Reduction of HDL- and LDL-associated cholesterylester and phospholipid hydroperoxides by phospholipid hydroperoxide glutathione peroxidase and Ebselen (PZ 51)

Abstract

The reaction of phospholipid hydroperoxide glutathione peroxidase (PHGPx) and Ebselen with phospholipid and cholesterylester hydroperoxides associated with HDLox and LDLox was investigated using specific HPLC assays for the hydroperoxides of phosphatidylcholine (PCOOH) and cholesteryllinolate (Ch18:2-OOH) and for cholesteryllinolate hydroxides (Ch18:2-OH). HDLox and LDLox were formed from the corresponding isolated native lipoproteins by controlled and limited oxidation initiated by aqueous peroxyl radicals. Incubation of HDLox or LDLox in the presence of PHGPx/GSH or Ebselen/GSH resulted in rapid degradation of both classes of lipid hydroperoxides, with equimolar amounts of Ch18:2-OH formed from Ch18:2-OOH. No pronounced differences were observed between PCOOH and Ch18:2-OOH in terms of substrate specificity, whereas HDLox-associated PCOOH and Ch18:2-OOH appeared to be slightly better substrates for PHGPx/GSH as compared to those in LDLox.

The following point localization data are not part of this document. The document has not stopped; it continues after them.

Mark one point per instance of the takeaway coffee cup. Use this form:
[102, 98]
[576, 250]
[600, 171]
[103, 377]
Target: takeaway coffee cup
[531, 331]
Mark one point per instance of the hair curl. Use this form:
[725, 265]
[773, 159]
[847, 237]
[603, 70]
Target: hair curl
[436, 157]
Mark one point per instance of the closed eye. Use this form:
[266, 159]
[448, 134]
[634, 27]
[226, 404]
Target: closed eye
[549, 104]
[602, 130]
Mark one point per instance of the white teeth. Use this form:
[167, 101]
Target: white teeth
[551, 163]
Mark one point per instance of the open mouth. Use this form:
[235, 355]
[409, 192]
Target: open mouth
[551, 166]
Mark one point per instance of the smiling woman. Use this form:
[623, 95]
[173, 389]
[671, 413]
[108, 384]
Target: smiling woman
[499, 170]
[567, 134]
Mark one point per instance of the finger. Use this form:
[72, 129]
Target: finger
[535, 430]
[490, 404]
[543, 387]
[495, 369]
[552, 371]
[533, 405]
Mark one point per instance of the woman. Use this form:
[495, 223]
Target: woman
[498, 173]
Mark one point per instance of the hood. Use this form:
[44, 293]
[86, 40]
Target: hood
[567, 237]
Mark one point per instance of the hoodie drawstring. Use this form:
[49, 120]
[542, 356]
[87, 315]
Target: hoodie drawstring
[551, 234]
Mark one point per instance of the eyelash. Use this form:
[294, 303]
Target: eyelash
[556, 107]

Also, Ch18:2-OOH associated with HDLox but not LDLox were reduced by Ebselen or GSH alone. These in vitro findings indicate that the enzymatic PHGPx/GSH and the nonenzymatic Ebselen/GSH systems can efficiently reduce hydroperoxides of phospholipids and cholesterylesters associated with intact lipoproteins.